The prevalence of FRDA in Caucasians is estimated at 1/20,000 to 1/50,000.
The classical presentation of FRDA begins in childhood or adolescence. General clumsiness and gait ataxia are usually the first signs to appear, often followed by pyramidal signs, upper-limb ataxia and dysarthria. Oculomotor manifestations present early and include fixation instability (square wave jerks) and nystagmus. Visual loss may occur later. Auditory neuropathy (8-39% of cases), leads to hearing difficulties. Intelligence seems unaffected. Areflexia and distal sensory loss is present in most cases. Dysphagia is mild at first but in advanced disease can lead to choking on foods and liquids. Scoliosis and foot deformities (pes cavus and talipesequinovarus) can be mild or debilitating. Spasticity, seen later in the disease course, can lead to discomfort, pain, positioning problems and contractures in some. Cardiac involvement (typically hypertrophic cardiomyopathy) usually develops later in the disease course, but may rarely precede neurological manifestations. Diabetes mellitus, seen in up to 30% of cases, often presents later. Bladder hyperactivity has been reported in some. The average time from symptom onset to wheelchair dependence is 15.5 years (range 3 to 44). Several atypical phenotypes have been described but overlap is significant.

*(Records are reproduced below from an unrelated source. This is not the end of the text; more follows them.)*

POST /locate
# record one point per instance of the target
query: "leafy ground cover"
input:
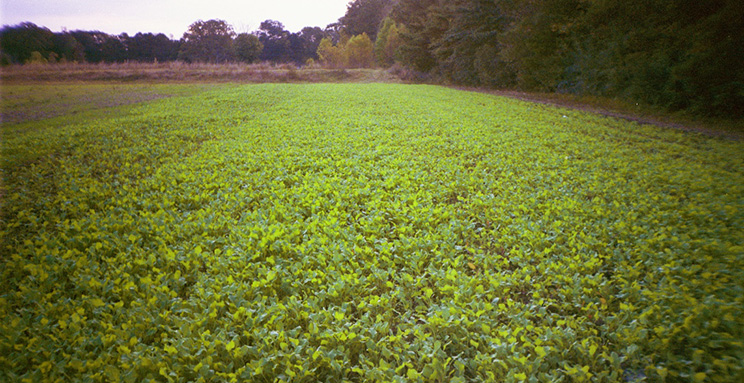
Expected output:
(367, 232)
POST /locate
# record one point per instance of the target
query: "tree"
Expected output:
(67, 48)
(247, 47)
(360, 52)
(424, 22)
(331, 55)
(275, 40)
(19, 42)
(208, 41)
(148, 47)
(365, 16)
(388, 43)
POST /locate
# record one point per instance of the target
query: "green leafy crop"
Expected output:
(368, 232)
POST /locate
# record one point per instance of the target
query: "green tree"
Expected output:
(365, 16)
(331, 55)
(388, 43)
(19, 42)
(247, 47)
(425, 22)
(208, 41)
(360, 52)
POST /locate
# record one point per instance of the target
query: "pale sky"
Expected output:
(171, 17)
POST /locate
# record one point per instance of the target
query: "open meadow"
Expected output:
(361, 233)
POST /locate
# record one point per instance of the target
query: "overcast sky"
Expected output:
(171, 17)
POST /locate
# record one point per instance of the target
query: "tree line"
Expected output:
(677, 54)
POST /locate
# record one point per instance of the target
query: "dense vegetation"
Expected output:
(362, 233)
(671, 53)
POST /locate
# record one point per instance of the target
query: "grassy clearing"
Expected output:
(318, 232)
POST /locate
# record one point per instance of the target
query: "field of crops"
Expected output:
(363, 232)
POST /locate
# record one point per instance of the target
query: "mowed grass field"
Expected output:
(361, 232)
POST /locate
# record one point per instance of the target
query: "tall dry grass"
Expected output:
(186, 72)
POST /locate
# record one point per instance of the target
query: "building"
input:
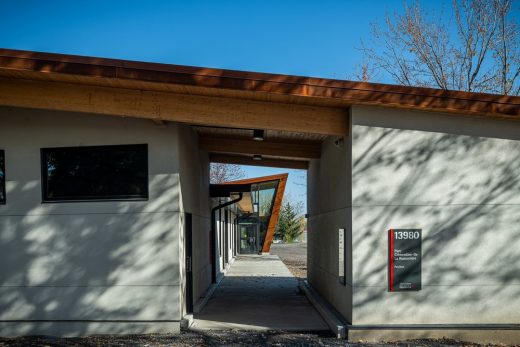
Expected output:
(413, 195)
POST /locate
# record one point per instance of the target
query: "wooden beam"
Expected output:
(193, 109)
(244, 146)
(241, 160)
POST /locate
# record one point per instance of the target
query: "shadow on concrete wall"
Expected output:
(463, 192)
(99, 261)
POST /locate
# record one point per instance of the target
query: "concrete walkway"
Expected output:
(259, 293)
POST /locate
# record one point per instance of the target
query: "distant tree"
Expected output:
(219, 173)
(477, 50)
(290, 222)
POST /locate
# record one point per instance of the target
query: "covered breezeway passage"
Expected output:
(258, 293)
(255, 291)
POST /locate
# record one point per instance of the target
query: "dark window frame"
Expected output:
(3, 200)
(86, 198)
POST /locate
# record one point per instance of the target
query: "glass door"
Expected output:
(248, 239)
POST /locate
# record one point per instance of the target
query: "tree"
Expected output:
(477, 50)
(290, 222)
(219, 173)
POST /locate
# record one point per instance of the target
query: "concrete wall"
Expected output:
(194, 170)
(457, 179)
(85, 262)
(329, 208)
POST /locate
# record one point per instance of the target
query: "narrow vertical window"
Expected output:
(2, 177)
(341, 256)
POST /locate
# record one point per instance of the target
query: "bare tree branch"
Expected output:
(481, 53)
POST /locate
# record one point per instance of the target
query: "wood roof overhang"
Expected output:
(249, 85)
(297, 112)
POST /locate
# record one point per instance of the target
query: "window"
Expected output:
(2, 177)
(95, 173)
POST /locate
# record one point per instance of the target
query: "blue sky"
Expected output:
(312, 38)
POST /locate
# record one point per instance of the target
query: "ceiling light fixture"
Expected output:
(258, 135)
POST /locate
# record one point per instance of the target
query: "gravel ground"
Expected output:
(210, 339)
(294, 256)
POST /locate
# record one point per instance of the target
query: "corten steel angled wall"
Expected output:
(275, 212)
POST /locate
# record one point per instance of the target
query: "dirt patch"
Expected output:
(216, 338)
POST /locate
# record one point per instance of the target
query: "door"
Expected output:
(248, 238)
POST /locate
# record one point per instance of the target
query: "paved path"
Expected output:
(259, 293)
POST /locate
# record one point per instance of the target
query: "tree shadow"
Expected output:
(462, 191)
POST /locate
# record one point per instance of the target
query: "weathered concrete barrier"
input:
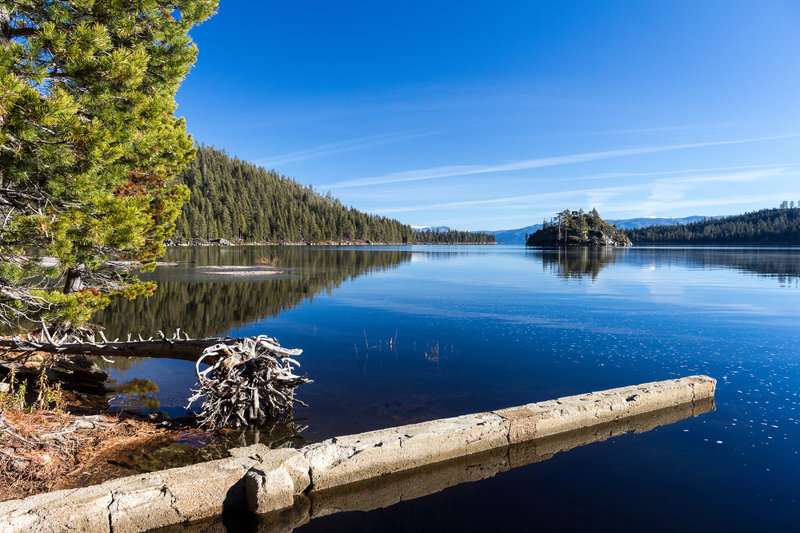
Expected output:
(270, 480)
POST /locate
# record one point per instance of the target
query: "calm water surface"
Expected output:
(480, 328)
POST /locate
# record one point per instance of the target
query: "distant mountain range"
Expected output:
(517, 236)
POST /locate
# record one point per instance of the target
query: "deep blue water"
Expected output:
(480, 328)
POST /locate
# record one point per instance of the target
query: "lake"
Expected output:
(476, 328)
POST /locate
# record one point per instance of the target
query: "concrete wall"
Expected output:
(380, 467)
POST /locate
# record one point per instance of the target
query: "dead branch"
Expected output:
(252, 381)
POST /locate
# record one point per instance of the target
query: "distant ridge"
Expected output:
(233, 200)
(767, 226)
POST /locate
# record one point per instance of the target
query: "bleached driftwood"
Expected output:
(252, 381)
(174, 347)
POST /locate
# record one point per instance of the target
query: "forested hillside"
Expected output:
(780, 226)
(240, 201)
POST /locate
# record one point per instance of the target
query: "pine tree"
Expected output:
(88, 145)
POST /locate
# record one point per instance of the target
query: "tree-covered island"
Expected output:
(576, 228)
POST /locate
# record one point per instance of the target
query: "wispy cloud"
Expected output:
(339, 147)
(468, 170)
(653, 195)
(613, 175)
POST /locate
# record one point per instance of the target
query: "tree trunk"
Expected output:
(74, 283)
(5, 26)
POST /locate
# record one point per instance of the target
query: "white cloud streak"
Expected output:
(469, 170)
(339, 147)
(663, 192)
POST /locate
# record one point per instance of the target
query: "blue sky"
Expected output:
(495, 115)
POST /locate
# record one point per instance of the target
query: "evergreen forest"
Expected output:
(242, 202)
(777, 226)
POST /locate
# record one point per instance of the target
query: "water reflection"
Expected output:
(577, 262)
(200, 303)
(585, 262)
(388, 490)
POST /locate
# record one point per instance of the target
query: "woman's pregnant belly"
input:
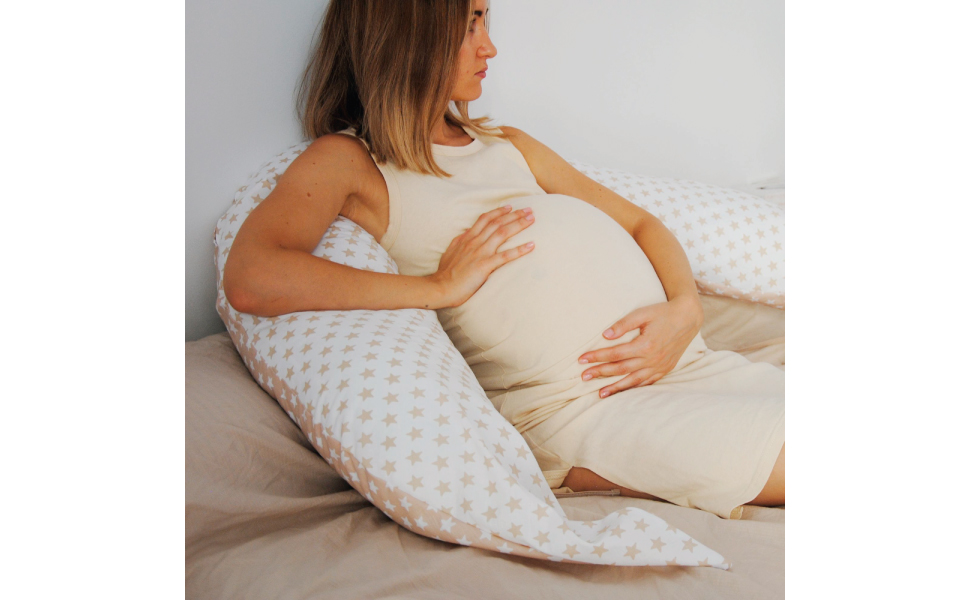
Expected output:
(533, 317)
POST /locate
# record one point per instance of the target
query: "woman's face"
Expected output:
(475, 50)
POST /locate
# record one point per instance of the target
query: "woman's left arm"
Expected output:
(666, 329)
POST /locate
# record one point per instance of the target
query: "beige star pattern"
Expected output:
(734, 240)
(387, 400)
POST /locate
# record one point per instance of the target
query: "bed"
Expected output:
(267, 517)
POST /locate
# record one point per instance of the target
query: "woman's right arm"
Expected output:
(270, 270)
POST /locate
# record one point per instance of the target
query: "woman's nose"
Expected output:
(488, 49)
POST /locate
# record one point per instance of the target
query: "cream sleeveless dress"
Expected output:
(706, 435)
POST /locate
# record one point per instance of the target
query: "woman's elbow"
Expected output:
(238, 285)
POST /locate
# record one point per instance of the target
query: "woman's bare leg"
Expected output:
(580, 479)
(774, 492)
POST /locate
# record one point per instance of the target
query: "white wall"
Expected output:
(243, 61)
(692, 89)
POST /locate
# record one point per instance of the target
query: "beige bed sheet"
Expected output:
(266, 517)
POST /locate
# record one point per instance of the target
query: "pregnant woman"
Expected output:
(576, 310)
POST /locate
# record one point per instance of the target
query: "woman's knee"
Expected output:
(580, 479)
(773, 493)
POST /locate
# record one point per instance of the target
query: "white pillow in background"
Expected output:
(389, 402)
(735, 241)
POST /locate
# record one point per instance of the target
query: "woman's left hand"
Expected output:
(666, 329)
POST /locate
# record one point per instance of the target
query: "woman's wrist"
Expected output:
(690, 307)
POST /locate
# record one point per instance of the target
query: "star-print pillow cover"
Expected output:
(735, 241)
(389, 402)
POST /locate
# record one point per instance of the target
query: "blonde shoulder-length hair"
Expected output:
(387, 68)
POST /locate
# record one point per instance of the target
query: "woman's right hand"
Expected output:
(472, 256)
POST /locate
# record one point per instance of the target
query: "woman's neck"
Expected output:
(450, 135)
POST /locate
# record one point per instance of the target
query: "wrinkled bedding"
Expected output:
(267, 517)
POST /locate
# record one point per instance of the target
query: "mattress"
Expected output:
(267, 517)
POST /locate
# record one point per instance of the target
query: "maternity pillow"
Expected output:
(735, 241)
(386, 399)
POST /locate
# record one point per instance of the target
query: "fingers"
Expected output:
(635, 347)
(615, 368)
(502, 228)
(634, 320)
(487, 218)
(509, 255)
(635, 379)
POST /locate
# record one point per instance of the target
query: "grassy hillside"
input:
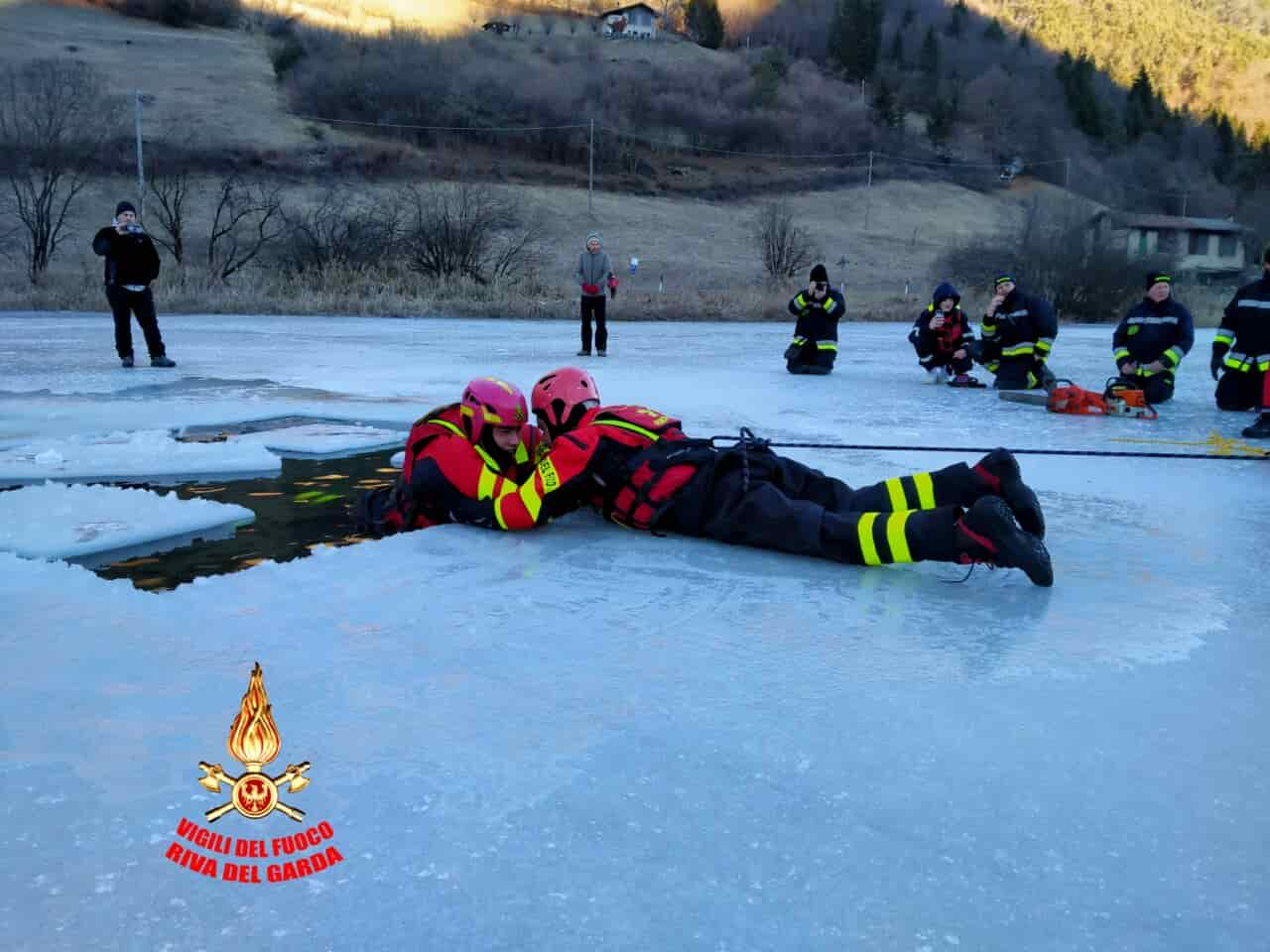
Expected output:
(1201, 54)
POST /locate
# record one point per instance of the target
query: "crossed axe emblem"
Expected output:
(214, 775)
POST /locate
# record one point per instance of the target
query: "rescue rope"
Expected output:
(1115, 453)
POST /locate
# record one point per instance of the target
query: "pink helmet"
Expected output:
(562, 398)
(489, 402)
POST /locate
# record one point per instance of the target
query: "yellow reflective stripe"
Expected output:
(448, 425)
(625, 425)
(531, 499)
(896, 538)
(925, 490)
(866, 544)
(485, 484)
(896, 490)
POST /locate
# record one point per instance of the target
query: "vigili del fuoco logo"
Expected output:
(254, 742)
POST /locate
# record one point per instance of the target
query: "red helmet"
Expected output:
(489, 402)
(562, 398)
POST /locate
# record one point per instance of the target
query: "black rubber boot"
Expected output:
(987, 534)
(1000, 471)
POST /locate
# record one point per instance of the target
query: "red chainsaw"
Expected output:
(1120, 399)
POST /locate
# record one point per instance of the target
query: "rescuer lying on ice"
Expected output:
(638, 467)
(480, 447)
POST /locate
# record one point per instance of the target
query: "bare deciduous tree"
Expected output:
(470, 231)
(171, 188)
(54, 119)
(784, 246)
(248, 218)
(341, 231)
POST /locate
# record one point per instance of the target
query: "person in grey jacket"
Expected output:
(594, 272)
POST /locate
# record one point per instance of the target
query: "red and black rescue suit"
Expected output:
(443, 470)
(639, 468)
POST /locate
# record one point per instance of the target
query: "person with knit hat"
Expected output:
(815, 347)
(131, 264)
(942, 336)
(1241, 352)
(1017, 334)
(594, 272)
(1152, 339)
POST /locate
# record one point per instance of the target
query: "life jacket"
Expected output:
(642, 485)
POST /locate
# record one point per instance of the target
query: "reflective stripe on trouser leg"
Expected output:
(952, 485)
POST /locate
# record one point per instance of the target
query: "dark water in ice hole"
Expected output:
(309, 504)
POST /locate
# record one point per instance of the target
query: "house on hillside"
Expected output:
(1205, 248)
(636, 21)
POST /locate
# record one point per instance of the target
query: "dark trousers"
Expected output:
(123, 304)
(939, 358)
(594, 306)
(1241, 390)
(811, 358)
(770, 502)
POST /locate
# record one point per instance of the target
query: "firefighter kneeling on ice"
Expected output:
(640, 470)
(942, 336)
(816, 335)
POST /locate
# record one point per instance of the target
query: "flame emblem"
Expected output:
(254, 740)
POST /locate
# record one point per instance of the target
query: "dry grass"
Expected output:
(697, 258)
(212, 82)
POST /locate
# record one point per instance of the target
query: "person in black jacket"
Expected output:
(1152, 339)
(1241, 350)
(131, 264)
(816, 335)
(1019, 334)
(942, 336)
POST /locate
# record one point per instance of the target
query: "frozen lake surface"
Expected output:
(585, 738)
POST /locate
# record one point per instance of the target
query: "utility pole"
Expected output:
(141, 177)
(141, 99)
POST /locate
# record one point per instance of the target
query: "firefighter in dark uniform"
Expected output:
(1017, 335)
(942, 336)
(1241, 349)
(476, 448)
(640, 470)
(1152, 339)
(816, 335)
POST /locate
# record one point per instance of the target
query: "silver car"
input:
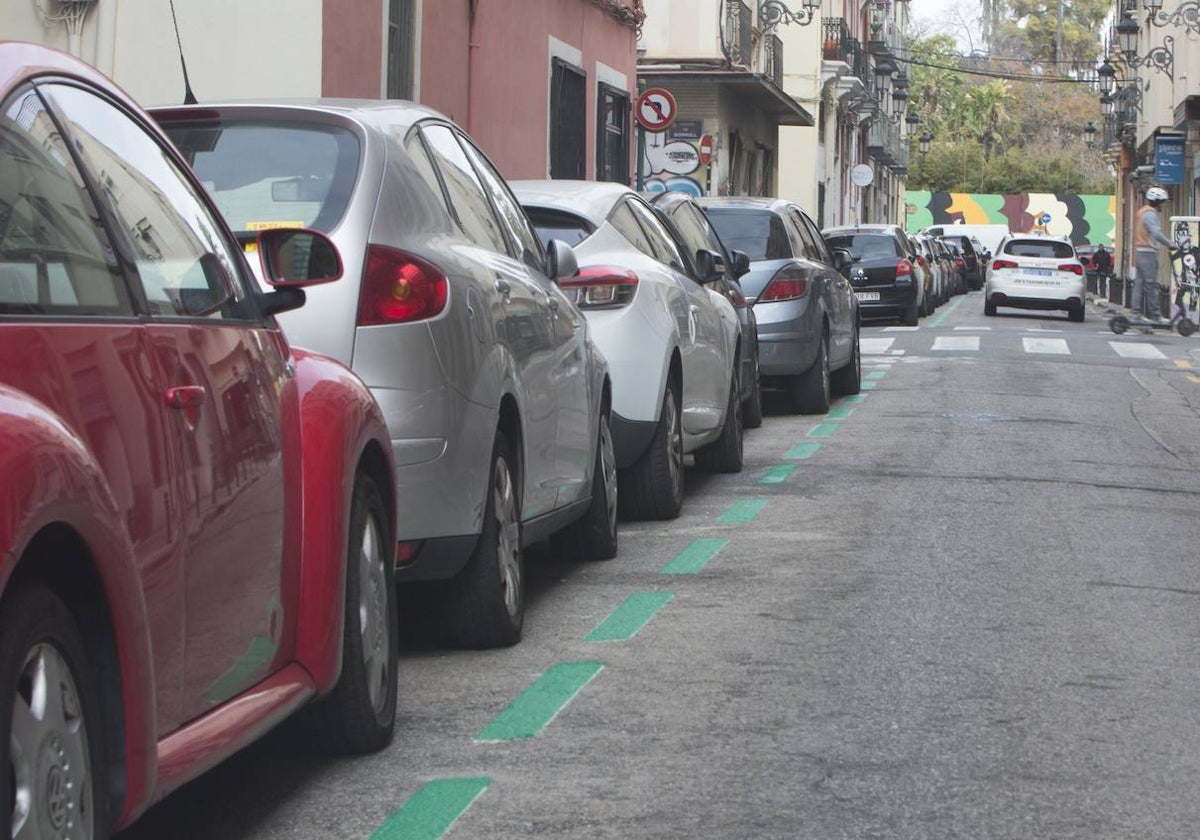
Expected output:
(495, 395)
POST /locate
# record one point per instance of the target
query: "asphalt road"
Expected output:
(965, 605)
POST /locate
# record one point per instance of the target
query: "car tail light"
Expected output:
(600, 287)
(399, 288)
(790, 283)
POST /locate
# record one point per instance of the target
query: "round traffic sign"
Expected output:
(655, 109)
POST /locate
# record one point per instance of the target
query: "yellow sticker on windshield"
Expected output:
(273, 226)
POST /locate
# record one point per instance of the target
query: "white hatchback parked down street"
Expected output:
(1036, 273)
(672, 342)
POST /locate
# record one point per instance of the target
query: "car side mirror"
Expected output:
(561, 261)
(294, 258)
(741, 261)
(709, 265)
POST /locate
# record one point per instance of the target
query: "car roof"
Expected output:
(379, 114)
(592, 199)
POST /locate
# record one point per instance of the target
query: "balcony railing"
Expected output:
(739, 24)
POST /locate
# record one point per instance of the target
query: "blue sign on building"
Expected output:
(1169, 160)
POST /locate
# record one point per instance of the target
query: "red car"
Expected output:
(196, 520)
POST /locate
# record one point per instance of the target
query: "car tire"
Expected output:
(725, 455)
(849, 379)
(359, 715)
(60, 756)
(593, 537)
(751, 409)
(653, 487)
(810, 393)
(486, 600)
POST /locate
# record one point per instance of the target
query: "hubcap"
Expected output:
(373, 612)
(508, 537)
(49, 762)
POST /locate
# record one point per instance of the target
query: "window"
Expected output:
(185, 264)
(612, 135)
(54, 255)
(466, 192)
(401, 48)
(568, 120)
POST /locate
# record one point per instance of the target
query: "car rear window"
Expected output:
(271, 174)
(865, 245)
(760, 234)
(1039, 247)
(557, 225)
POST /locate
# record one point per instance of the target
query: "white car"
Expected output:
(672, 343)
(1036, 273)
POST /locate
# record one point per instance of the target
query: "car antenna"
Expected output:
(189, 96)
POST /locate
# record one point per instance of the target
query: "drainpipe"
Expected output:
(106, 36)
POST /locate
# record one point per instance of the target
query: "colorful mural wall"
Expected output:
(1083, 219)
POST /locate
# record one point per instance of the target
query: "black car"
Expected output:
(694, 233)
(971, 257)
(882, 273)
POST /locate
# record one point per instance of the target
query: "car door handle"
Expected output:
(186, 396)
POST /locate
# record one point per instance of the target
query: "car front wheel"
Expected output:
(53, 743)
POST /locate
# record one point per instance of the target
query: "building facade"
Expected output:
(544, 85)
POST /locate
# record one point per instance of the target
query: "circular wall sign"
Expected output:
(655, 109)
(862, 175)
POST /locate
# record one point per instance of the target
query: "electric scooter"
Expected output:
(1187, 282)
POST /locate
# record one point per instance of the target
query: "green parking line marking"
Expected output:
(432, 810)
(694, 558)
(803, 450)
(743, 513)
(778, 474)
(625, 621)
(540, 703)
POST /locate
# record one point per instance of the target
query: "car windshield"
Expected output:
(555, 225)
(865, 245)
(1039, 247)
(760, 234)
(271, 174)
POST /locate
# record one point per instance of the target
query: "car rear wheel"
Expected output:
(53, 737)
(849, 379)
(593, 537)
(653, 487)
(359, 715)
(725, 454)
(486, 601)
(811, 391)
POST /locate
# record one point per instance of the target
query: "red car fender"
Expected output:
(52, 478)
(339, 419)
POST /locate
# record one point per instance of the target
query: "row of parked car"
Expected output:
(204, 525)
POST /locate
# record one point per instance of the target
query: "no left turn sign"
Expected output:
(655, 109)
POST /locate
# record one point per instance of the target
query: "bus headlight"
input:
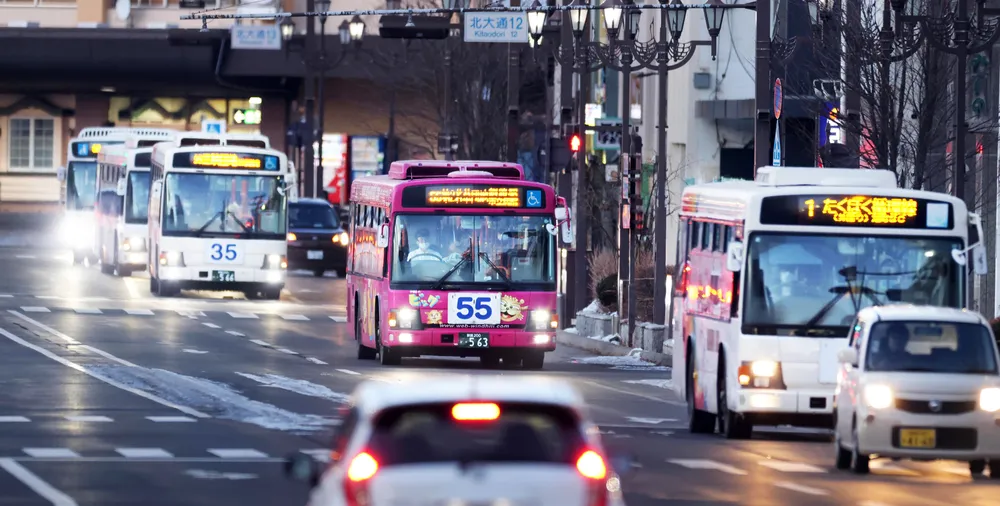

FRDA is caused by an unstable GAA expansion situated in intron 1 of the FXN gene (9q21.11) encoding frataxin. The function of this protein is currently unknown, but the most accepted theory is that it has a role in the biogenesis of iron-sulfur clusters. A deficiency in this protein leads to the progressive central and peripheral nervous system damage seen in FRDA. The length of the shorter allele is inversely correlated to both age of onset and time between onset and wheelchair confinement, and positively with the prevalence of cardiomyopathy.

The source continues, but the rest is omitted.